Moy: Because the media and the most vocal scientists talk up embryonic stem cell research. This has nothing to do with reality.

MercatorNet: What are the biggest obstacles to adult stem cell research?

Moy: The biggest challenges are: access to tissue donation, such as cord blood, and financial support from philanthropic donors towards JP2SRI. You can't conduct clinical research without substantial financial support.

MercatorNet: Why does tissue donation remain an obstacle? Don’t we have public blood and tissue banks?

Having banks is only part of the solution. There is still insufficient tissue that is donated to such banks. The bigger need is processing the tissue and purifying and growing up adult stem cells. Adult stem cells represent a very small fraction of cells within an organ –- fewer than one per cent. It's essentially like finding a needle in a haystack. The amount that you isolate is too small for pre-clinical and clinical research applications, and thus processes must be developed to grow those stem cells for researchers to conduct experiments. Once you increase the number of stem cells, you don't know whether they behave like the original stem cells.

MercatorNet: Why do we need to privately fund adult stem cell research. Doesn’t the government fund it anyway?

Moy: The government funds research to an extent, but the amount of money devoted towards adult stem cell research as a percent of the nation's research budget is quite low. Also, there are few stem cell scientists in the US. So many states are creating their own stem cell initiatives, which are supporting both adult and embryonic -– with some tilting more to embryonic. This creates major problems in which secular institutes are being supported with public tax-paying dollars to support bio-medical research that is unethical. Further, many private foundations are now supporting embryonic stem cell research. So there is a need for a pro-life counter.

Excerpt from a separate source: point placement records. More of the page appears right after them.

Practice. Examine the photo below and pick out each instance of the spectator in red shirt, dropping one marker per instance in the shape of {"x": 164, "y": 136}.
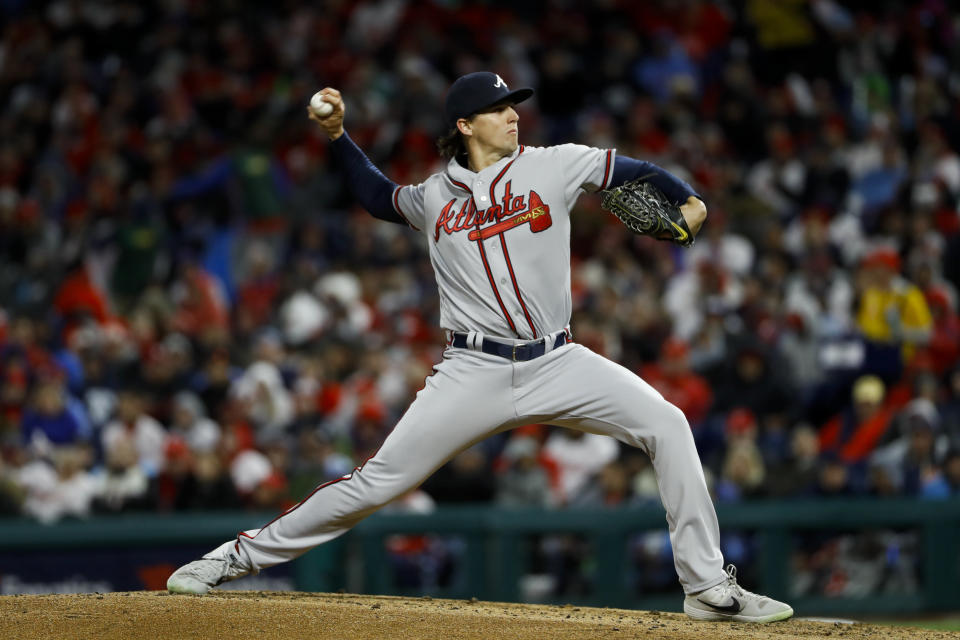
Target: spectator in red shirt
{"x": 678, "y": 383}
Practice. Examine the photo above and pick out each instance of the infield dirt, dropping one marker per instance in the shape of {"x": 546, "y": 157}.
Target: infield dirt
{"x": 281, "y": 616}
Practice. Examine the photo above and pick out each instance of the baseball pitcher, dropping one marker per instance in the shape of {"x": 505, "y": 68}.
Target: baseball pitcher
{"x": 497, "y": 224}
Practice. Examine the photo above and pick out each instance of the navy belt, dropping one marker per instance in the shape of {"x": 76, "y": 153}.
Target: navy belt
{"x": 520, "y": 352}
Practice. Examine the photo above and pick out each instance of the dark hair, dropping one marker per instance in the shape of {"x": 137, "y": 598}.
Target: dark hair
{"x": 450, "y": 144}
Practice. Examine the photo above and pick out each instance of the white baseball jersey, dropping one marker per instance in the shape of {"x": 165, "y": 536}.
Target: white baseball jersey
{"x": 500, "y": 247}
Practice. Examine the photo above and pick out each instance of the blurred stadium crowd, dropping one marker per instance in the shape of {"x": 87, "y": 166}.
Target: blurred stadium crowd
{"x": 194, "y": 314}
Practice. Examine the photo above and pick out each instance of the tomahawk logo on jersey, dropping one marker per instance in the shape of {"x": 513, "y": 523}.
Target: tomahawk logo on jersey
{"x": 493, "y": 275}
{"x": 469, "y": 217}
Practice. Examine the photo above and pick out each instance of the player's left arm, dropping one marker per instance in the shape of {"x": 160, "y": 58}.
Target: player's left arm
{"x": 694, "y": 210}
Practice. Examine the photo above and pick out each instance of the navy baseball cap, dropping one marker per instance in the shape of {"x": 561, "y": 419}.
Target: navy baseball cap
{"x": 477, "y": 91}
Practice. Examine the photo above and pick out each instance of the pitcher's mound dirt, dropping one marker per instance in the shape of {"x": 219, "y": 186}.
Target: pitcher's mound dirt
{"x": 152, "y": 615}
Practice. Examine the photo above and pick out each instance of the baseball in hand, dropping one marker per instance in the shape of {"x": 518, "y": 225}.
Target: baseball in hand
{"x": 320, "y": 108}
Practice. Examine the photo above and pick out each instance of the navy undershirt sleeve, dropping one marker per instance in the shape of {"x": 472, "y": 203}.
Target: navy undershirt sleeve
{"x": 626, "y": 169}
{"x": 372, "y": 189}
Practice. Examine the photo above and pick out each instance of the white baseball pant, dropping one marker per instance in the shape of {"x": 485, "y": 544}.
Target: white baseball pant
{"x": 472, "y": 395}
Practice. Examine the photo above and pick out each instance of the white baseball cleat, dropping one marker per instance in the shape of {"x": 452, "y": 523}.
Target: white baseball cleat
{"x": 199, "y": 576}
{"x": 730, "y": 601}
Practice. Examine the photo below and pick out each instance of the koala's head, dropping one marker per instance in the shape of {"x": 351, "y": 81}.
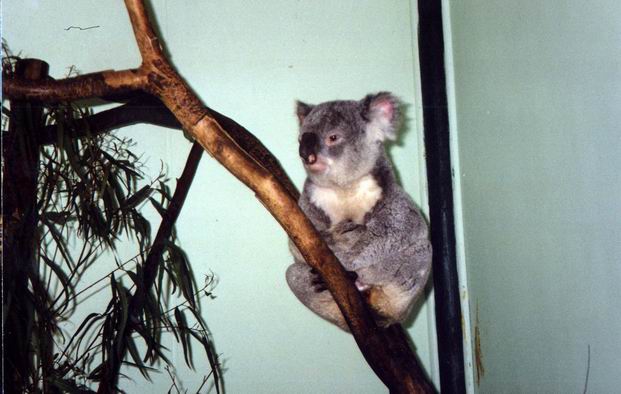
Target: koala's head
{"x": 340, "y": 141}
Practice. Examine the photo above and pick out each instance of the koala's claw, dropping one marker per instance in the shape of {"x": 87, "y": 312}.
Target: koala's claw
{"x": 319, "y": 285}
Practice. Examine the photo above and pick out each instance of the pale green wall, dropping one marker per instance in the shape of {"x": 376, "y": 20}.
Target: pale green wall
{"x": 537, "y": 88}
{"x": 251, "y": 60}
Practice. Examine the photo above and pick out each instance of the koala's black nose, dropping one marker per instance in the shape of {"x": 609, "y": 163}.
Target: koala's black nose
{"x": 309, "y": 144}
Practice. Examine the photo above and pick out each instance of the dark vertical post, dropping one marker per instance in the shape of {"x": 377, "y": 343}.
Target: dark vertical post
{"x": 20, "y": 171}
{"x": 440, "y": 181}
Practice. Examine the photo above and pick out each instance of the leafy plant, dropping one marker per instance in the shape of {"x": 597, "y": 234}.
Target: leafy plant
{"x": 91, "y": 192}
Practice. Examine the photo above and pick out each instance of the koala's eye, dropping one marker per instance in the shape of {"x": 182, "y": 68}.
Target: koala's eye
{"x": 333, "y": 138}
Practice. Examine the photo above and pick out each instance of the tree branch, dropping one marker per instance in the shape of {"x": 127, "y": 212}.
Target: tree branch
{"x": 148, "y": 109}
{"x": 158, "y": 77}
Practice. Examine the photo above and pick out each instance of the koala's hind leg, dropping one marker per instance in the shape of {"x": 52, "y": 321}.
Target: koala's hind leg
{"x": 300, "y": 280}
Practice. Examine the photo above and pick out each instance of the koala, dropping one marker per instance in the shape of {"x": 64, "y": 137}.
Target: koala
{"x": 353, "y": 199}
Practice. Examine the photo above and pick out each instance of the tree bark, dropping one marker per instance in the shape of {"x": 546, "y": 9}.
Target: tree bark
{"x": 19, "y": 229}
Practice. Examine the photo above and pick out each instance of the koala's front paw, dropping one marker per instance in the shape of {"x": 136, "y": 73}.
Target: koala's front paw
{"x": 319, "y": 285}
{"x": 347, "y": 226}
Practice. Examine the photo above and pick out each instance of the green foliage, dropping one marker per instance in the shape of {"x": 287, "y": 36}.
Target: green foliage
{"x": 91, "y": 195}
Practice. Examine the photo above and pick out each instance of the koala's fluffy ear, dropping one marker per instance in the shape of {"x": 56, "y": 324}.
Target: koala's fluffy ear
{"x": 381, "y": 111}
{"x": 301, "y": 110}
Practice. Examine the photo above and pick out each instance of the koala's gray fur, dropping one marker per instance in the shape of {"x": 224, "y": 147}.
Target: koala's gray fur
{"x": 352, "y": 197}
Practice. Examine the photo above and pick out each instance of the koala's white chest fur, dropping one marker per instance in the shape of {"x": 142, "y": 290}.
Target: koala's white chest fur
{"x": 347, "y": 204}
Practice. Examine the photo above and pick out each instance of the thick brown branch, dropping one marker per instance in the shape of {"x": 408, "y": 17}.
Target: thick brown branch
{"x": 71, "y": 89}
{"x": 147, "y": 109}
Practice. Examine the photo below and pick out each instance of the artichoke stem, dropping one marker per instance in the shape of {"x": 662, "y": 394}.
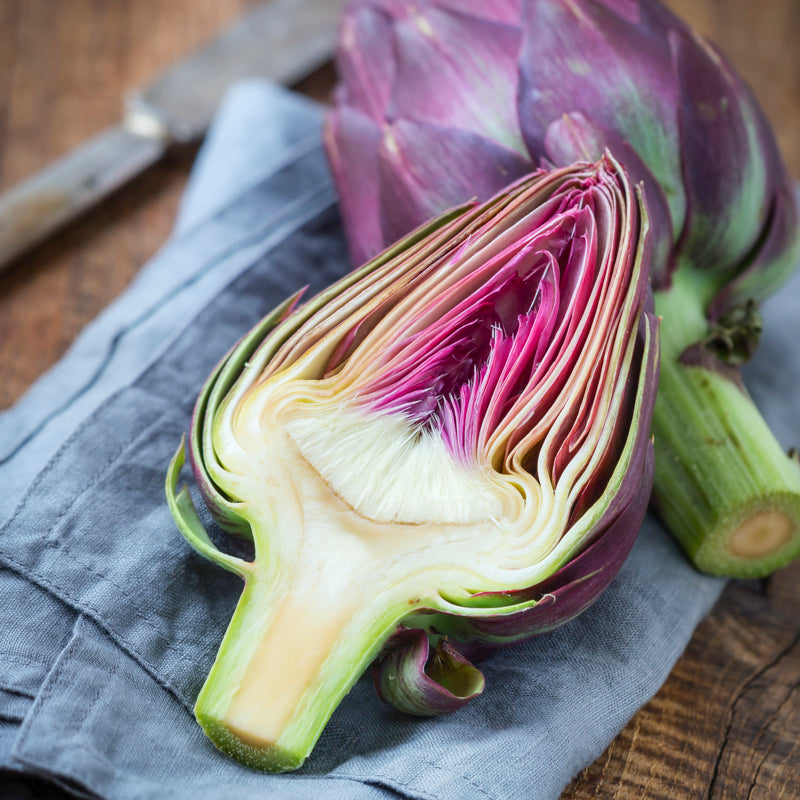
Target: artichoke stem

MercatorNet: Your specialty is pulmonary medicine -– have your experiences as a physician played a part in the founding of the Institute?

Moy: I care for many patients on a day to day basis with diseases that theoretically could be treated with stem cells that are kept in a freezer in my lab. It's hard for me to sit on these stem cells and not try to advance these treatments.

Monica Rafie is a Chicago-area mother of four children, one born with complex heart defects, and the founder of an outreach to parents who have received a poor or difficult prenatal diagnosis.